At trial, the state posited that Reed sexually assaulted and strangled Stites within a two-hour window without leaving any DNA, hair or fingerprints in the car she had been driving. Forensic experts whose testimony about Reed’s semen implicated him in the crime have since recanted the timeline they presented. And several independent forensic experts have ruled out the state’s theory of when and where Stites was killed, contending she was “likely killed hours earlier, when she was alone in her apartment with Fennell,” rather than hours later in her car, Reed’s attorneys Bryce Benjet and Andrew MacRae wrote.
Fennell, a police officer, pleaded guilty a decade after Stites’s murder to the sexual assault of a young woman while responding to a domestic disturbance call. The victim won a $100,000 settlement and several other women came forward with similar claims.
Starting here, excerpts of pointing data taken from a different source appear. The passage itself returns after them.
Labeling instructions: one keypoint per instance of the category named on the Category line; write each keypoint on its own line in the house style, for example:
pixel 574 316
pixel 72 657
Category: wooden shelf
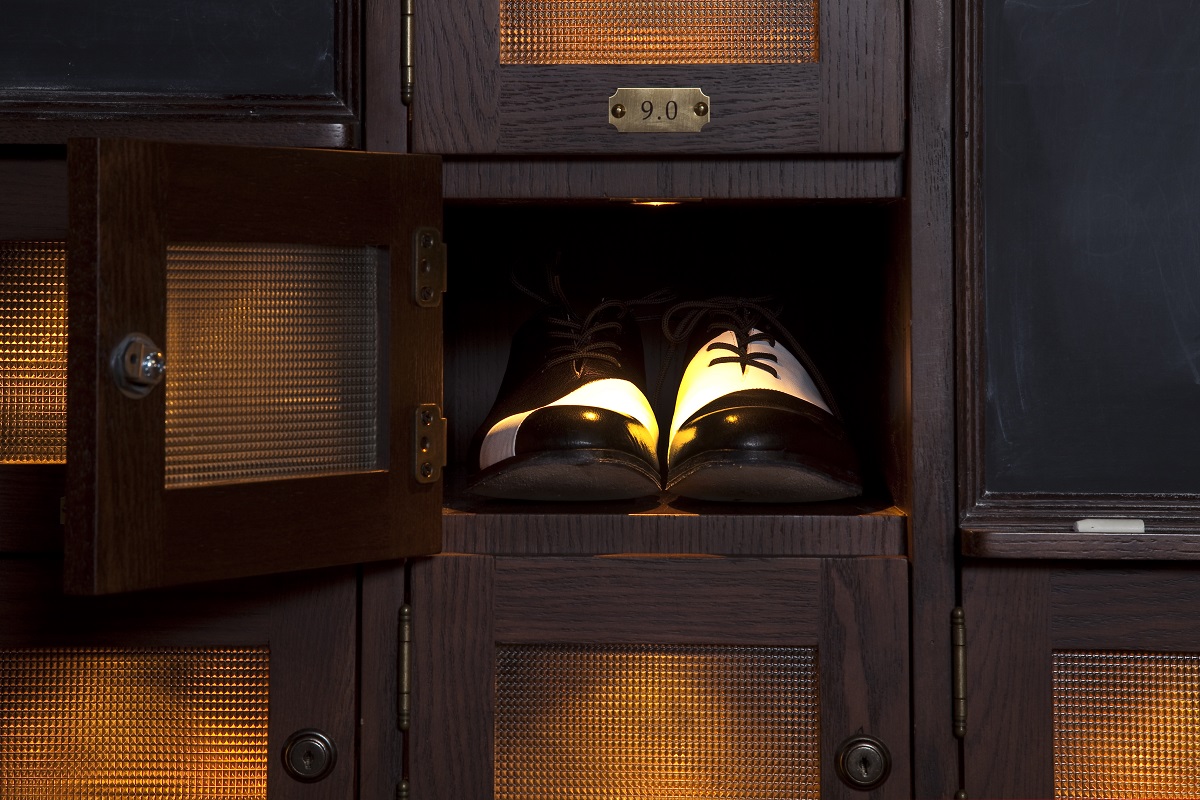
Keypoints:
pixel 669 524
Fennell served a 10-year sentence and was released in March 2018.
New witnesses have come forward alleging that Fennell knew about the affair, boasted that he could get away with murdering her, and behaved oddly at her funeral, muttering something akin to, “You got what you deserved,” to Stites’s body, according to one witness.
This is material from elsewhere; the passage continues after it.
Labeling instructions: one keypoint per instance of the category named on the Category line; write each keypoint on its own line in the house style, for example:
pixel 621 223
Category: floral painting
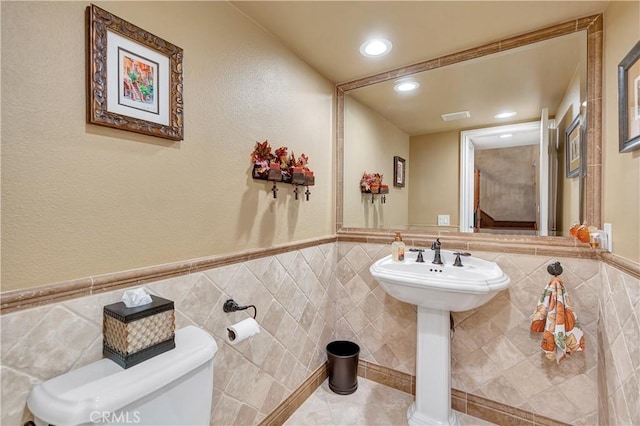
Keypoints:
pixel 137 79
In their amicus brief, the law enforcement officers – who combined have more than 250 years of experience – warned of the risk of tunnel vision by those investigating Stites’s murder.
“In particular, the pre-trial investigation shows that police did not believe the forensic evidence exonerated Mr. Fennell until after Mr. Reed became a suspect,” they wrote. Until then, investigators subjected Fennell to “aggressive interrogations and polygraph tests which led him to invoke his Fifth Amendment privilege against self-incrimination.”
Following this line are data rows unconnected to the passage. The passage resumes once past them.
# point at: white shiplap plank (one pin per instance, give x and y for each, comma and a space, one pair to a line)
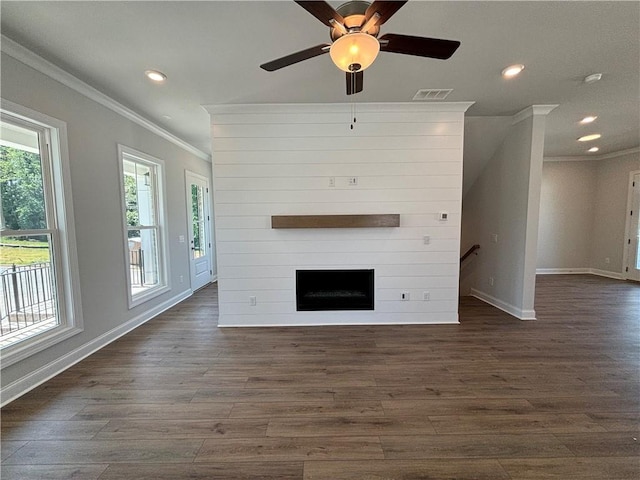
347, 196
338, 259
329, 143
279, 159
362, 129
337, 157
402, 208
277, 170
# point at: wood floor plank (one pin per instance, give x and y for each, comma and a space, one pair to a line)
348, 426
172, 428
473, 446
105, 451
531, 423
52, 472
282, 449
147, 411
611, 444
206, 471
573, 468
405, 469
52, 429
460, 406
296, 409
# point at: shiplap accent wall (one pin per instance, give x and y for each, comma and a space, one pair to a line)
278, 160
A second friend of the court brief was also filed Monday by the Constitution Project, a nonprofit that seeks to “forge consensus-based solutions to some of the most difficult constitutional questions of the day,” according to its website.
The nonprofit, which includes as board members several former attorneys general and former FBI director William S. Sessions, objected via the constitutional issues manifested in Reed’s case. Brady v. Maryland, a 1963 U.S. Supreme Court decision, requires prosecutors to turn over all exculpatory evidence to the defendant. The Confrontation Clause of the Sixth Amendment requires that a defendant have the right to cross-examine witnesses.
Reed was not made aware of a statement by Fennell, before Stites’s body was discovered but after she was reported missing, that he had been out late drinking with other police the night of her disappearance. This statement contradicted his trial testimony that he was home with Stites until she left for work around 3 a.m., testimony that established the State’s entire timeline about Stites’s murder.
Lacking this evidence, Reed was denied the opportunity to impeach Fennell’s credibility and undermine the entire case against him, the Constitution Project brief authored by former federal prosecutor Justin S. Weddle states.
“Rodney Reed faces death without being afforded the fair process that undergirds both the Brady rule and the Confrontation Clause,” the brief wrote. The nonprofit argued that Reed’s conviction should be vacated so that he can receive a trial free of Brady and Confrontation Clause violations.
The two groups join a growing number of supporters who believe Reed is innocent or at least that his upcoming execution should be halted in favor of further scrutiny.
Reed’s attorneys have sought a review of the case by the U.S. Supreme Court. Texas State Sen. Kirk Watson, who represents the district in which Stites was murdered, and State Representative Vikki Goodwin have both asked Texas Gov. Greg Abbott to stay the execution. Celebrities including Dr. Phil, Kim Kardashian West, Mark Cuban, Susan Sarandon and Sister Helen Prejean have spoken out in support of Reed in recent weeks.
Protests and gatherings in support of Reed were also planned for this week.
“Whether you’re Kim Kardashian or you’re the guy next door, you’re not going to want the state of Texas executing someone who didn’t do it,” Reed attorney Benjet said.